The negative correlation between LOC441178 level and ROCK1 level in OSCC tissues. (a) The immunohistochemical staining of ROCK1 in OSCC tissues from patients. (b) The LOC441178 level is negatively correlated with the ROCK1 level in OSCC tissues. “+” means the intensity of ROCK1 in the immunohistochemical staining. ∗p < 0.05. Scale bar: 100 μm.

4. Discussion

In recent years, the functions of lncRNAs in tumor have aroused wide interest, and many researchers have found the potentials of these lncRNAs as therapeutic targets or prognostic indicators [16]. A handful of lncRNAs have been discovered with results showing that they play a role as transcriptional and posttranscriptional regulators, including HOTAIR [17], MALAT1 [9], MEG3 [18], and UCA1 [19]. Here, we found that the expression level of lncRNA LOC441178 was higher in OSCC tissues than corresponding normal tissues using a lncRNA microarray. So LOC441178 was selected as a potential tumor suppressor.
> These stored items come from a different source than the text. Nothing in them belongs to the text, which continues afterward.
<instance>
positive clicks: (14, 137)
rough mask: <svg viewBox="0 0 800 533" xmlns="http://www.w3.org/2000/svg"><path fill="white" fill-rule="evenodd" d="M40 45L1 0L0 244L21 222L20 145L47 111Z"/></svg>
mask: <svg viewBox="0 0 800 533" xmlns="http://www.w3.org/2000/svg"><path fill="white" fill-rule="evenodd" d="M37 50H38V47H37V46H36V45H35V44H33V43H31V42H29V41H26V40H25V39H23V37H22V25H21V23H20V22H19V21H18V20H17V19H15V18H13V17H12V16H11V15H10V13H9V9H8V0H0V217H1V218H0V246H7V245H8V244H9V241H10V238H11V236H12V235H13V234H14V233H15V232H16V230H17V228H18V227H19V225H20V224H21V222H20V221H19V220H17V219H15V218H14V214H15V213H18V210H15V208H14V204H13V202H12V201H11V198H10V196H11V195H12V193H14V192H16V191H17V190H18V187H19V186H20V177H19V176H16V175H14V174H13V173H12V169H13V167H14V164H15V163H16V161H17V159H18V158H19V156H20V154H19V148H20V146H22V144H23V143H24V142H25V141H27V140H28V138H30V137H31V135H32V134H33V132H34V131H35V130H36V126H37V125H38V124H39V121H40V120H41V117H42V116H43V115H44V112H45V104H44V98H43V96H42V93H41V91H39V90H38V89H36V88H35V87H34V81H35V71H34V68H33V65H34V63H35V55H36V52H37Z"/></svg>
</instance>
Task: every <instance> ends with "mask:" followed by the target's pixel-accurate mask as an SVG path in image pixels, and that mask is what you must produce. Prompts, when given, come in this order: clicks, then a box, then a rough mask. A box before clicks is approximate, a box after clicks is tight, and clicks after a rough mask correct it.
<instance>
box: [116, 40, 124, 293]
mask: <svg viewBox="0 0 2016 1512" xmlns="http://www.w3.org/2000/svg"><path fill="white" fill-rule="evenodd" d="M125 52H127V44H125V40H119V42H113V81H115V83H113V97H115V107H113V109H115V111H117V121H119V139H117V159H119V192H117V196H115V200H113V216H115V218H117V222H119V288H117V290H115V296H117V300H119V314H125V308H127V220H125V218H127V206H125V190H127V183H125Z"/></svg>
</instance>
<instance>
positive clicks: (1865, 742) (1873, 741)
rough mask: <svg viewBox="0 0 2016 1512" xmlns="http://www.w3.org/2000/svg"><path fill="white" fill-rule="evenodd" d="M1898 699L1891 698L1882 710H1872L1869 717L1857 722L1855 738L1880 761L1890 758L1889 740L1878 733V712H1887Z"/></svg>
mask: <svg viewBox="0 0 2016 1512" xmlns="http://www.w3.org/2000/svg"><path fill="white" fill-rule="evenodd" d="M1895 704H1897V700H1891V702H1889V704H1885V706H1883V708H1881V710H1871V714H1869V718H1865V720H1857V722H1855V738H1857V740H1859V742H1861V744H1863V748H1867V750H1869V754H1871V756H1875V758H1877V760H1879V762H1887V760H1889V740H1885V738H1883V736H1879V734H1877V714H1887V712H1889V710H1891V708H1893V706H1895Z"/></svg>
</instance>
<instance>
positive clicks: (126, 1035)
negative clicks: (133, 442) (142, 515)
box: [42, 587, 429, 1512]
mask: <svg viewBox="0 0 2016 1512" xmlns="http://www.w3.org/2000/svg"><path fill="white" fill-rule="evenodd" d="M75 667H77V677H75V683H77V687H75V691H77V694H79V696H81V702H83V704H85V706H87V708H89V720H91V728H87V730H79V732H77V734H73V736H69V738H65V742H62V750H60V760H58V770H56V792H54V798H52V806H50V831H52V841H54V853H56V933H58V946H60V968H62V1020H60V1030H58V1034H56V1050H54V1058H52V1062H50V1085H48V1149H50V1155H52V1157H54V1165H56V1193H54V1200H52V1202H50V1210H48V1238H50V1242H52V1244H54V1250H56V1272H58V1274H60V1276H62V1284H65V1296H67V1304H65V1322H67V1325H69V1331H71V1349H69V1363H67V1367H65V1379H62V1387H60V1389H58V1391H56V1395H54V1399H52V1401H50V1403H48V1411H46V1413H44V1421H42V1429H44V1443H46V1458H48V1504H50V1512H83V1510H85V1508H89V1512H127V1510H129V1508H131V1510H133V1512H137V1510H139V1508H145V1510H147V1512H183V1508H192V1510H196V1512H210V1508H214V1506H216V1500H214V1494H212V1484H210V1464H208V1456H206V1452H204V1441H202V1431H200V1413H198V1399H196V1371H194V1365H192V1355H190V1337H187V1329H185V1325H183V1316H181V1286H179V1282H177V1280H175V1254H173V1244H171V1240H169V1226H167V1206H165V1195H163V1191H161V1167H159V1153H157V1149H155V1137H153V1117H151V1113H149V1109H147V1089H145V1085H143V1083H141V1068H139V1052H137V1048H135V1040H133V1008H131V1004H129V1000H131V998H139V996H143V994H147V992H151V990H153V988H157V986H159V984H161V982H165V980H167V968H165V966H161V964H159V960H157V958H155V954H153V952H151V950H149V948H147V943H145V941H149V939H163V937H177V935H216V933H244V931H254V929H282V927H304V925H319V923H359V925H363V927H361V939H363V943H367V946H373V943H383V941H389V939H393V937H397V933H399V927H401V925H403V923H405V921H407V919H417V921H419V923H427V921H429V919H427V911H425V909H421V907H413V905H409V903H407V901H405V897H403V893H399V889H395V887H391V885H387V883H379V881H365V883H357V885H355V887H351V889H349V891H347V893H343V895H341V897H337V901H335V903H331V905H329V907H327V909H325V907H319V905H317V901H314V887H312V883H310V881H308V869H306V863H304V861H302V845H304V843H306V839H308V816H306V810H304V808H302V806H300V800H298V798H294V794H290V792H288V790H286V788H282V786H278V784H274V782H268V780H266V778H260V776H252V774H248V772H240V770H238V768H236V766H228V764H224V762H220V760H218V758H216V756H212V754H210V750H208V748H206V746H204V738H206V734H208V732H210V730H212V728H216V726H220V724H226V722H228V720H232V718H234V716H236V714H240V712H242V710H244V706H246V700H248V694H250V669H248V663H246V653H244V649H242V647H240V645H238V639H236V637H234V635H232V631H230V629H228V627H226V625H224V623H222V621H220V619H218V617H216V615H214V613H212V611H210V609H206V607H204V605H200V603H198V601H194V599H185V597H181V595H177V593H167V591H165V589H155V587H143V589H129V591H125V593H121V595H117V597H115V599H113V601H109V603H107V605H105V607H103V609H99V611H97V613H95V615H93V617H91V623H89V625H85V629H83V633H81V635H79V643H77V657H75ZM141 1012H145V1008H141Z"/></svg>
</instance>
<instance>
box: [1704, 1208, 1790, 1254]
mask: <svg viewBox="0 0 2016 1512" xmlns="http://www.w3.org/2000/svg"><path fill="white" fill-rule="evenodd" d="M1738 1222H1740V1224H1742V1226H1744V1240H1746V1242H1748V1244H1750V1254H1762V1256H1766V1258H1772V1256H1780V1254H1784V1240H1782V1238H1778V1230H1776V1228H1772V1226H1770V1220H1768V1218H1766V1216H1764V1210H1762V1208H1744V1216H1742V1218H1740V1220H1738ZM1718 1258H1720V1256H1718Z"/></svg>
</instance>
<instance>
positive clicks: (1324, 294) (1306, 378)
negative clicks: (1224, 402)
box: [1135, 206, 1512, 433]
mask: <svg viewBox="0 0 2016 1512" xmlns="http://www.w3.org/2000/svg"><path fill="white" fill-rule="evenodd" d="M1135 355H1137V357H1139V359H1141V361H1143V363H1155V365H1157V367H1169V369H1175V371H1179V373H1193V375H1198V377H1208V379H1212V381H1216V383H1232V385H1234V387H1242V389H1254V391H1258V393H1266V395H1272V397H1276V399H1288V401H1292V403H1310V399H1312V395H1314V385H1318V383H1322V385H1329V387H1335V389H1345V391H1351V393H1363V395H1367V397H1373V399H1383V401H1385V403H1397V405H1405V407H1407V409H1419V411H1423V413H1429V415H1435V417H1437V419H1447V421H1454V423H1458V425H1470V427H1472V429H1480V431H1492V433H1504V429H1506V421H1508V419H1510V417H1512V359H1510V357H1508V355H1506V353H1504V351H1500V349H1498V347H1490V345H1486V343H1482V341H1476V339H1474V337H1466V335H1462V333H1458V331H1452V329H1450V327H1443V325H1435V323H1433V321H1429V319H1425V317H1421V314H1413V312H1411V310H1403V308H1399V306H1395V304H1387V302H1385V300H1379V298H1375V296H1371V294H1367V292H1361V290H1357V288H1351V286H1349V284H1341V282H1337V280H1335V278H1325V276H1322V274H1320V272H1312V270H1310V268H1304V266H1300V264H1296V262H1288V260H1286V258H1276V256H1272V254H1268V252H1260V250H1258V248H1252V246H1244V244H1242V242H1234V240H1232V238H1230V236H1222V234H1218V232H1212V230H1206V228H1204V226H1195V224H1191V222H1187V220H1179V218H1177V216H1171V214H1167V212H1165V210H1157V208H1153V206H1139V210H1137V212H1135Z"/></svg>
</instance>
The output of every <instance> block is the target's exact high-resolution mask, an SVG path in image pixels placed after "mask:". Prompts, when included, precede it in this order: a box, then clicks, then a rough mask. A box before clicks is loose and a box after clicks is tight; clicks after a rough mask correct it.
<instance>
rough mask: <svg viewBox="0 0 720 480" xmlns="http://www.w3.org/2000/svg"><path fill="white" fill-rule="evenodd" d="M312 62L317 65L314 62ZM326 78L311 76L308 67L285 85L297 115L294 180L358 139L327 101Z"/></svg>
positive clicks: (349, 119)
The signaling pathways behind the tumor suppressive role of LOC441178 are poorly studied. We performed functional analyses to prove that LOC441178 antagonizes the invasive and migratory capacities of SCCs, while LOC441178 knockdown significantly enhanced the invasive and migratory capacities of SCCs. Because invasive and migratory capacities are related to fiber formation, which is related to ROCK pathway activation [20], we examined the expression level of this target by RT-qPCR. Next, ROCK1 inhibitor Y27632 was used to test its functional role in this pathway. As the results showed, this inhibitor blocked the promigratory effect of the LOC441178 inhibitor. Subsequently, we examined the ROCK1 protein levels in LOC441178 plasmids transfected or LOC441178 inhibitor transfected SCC-25 cells. The results demonstrated that ROCK1 level was significantly decreased in the former case and elevated in the latter case. All these results supported the conclusion that ROCK1 is the target of LOC441178. We also found that the expression of HIF-1α was enhanced after LOC441178 was inhibited,

In conclusion, our results showed the anti-invasive and antimigratory effects of LOC441178 in OSCC, which can be a new ROCK1 inhibitory lncRNA, and suggest that it may be a prognostic biomarker. All these findings may benefit the development of lncRNA-related diagnosis and treatment in OSCC.